Originally posted on 10/26/2020:

Quote Originally Posted by KVB View Post
It is not likely wiser to arbitrarily take what you think are key numbers from a a different sport to apply to the NFL but you could always back test.

Another suggestion would be in fact to make a more meaningful adjustment to the key number and use a recency effect with a larger sample.

Going with the "classic" numbers may throw you off a little, but perhaps not much.

Try looking at the last 20 years or so, then see what you consider the top 5 in order. It will be different that what you have. You can weight the recent higher scoring as well but be careful, the market because the market may not be what you think it is.

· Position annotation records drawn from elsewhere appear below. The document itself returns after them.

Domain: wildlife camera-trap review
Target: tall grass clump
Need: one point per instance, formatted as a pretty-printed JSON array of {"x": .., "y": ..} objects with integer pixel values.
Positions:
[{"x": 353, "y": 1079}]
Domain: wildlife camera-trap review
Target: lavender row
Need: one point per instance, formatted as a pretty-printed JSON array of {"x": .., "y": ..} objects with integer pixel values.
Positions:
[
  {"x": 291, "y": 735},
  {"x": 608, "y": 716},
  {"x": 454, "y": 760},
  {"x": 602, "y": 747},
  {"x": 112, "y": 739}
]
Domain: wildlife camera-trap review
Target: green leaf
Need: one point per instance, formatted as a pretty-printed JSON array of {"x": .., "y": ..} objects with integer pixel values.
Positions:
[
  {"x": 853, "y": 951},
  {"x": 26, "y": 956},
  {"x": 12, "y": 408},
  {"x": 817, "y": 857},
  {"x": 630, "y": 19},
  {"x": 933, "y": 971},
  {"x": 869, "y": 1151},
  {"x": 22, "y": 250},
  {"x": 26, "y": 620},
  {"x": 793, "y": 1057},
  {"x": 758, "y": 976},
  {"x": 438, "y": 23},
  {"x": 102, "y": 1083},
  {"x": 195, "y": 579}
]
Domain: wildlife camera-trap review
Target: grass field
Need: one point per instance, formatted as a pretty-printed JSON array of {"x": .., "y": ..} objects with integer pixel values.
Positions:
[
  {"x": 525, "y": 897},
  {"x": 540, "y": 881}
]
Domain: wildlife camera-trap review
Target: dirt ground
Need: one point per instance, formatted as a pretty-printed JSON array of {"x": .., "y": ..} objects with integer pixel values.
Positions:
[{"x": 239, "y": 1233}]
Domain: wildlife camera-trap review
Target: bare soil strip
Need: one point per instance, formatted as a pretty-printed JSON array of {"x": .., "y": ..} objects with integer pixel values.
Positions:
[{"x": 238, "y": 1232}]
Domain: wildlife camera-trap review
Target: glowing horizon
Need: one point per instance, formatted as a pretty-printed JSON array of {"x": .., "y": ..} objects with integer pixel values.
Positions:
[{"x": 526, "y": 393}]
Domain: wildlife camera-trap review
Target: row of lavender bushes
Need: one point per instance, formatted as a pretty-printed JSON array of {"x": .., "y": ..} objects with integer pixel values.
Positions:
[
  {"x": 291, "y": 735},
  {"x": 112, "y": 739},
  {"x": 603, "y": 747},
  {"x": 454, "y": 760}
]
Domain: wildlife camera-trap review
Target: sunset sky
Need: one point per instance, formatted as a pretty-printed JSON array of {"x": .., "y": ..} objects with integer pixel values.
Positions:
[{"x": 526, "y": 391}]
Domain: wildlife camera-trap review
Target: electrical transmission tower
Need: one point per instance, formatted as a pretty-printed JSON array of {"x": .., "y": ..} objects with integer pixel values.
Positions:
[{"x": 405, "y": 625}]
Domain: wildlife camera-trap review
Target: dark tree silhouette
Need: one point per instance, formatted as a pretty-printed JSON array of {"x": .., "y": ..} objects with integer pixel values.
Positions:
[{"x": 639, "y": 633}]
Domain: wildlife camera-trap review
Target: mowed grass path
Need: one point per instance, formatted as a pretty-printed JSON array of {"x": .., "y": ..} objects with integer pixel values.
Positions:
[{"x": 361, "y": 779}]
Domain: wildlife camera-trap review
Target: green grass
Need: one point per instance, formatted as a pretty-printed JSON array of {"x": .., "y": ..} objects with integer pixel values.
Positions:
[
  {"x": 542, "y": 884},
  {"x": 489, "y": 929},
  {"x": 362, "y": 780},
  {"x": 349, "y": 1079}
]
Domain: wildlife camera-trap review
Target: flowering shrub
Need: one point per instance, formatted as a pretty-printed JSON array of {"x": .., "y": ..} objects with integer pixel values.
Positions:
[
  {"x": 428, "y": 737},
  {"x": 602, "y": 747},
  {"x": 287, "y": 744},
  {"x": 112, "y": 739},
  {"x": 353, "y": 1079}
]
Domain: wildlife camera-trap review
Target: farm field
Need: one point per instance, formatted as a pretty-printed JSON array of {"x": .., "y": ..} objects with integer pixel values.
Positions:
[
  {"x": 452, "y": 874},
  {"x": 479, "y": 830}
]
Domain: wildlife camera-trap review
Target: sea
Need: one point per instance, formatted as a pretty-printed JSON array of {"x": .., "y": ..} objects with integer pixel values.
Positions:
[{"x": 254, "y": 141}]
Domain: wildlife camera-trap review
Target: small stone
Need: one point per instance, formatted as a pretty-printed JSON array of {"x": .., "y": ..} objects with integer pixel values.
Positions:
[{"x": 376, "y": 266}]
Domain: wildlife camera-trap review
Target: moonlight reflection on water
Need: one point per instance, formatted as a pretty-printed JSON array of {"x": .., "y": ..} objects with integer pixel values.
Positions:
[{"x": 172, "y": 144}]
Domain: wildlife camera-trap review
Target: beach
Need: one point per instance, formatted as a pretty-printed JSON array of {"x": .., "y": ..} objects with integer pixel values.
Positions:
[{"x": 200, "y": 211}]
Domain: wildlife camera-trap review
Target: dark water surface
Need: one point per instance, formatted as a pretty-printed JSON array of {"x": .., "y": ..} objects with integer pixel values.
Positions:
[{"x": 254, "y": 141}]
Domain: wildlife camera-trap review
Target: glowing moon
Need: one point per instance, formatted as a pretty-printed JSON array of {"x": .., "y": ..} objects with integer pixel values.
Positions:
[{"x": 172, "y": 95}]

Why adjust at all right now?

The lines are within reason of the distribution of NFL scores and the Total count based on the closing line is basically a 50% split with 51 games going UNDER and 51 games going over with a couple of pushes.

The public favors OVERs and favorites and from your post it sounds like you do the same. Scores might be higher on average, but what about medians? Keep an eye on the variance and standard deviations of the lines and results for the league as a whole and the teams specifically. It will reveal quite a bit. As with every year, the market has overestimated scores for a slew of teams.

Taking numbers from a large sample of NCAAF games and laying them over the NFL might be a decent hypothesis to start with, but I think there are better ways figure NFL key numbers and to use them effectively.

Keep in mind theres been a few major changes in NFL land, one people miss extra points because its kicked from further out. Second thing, it may be that coaches are now going for 2 more often, and the starting drive goes from 25 instead of 20 for touch backs.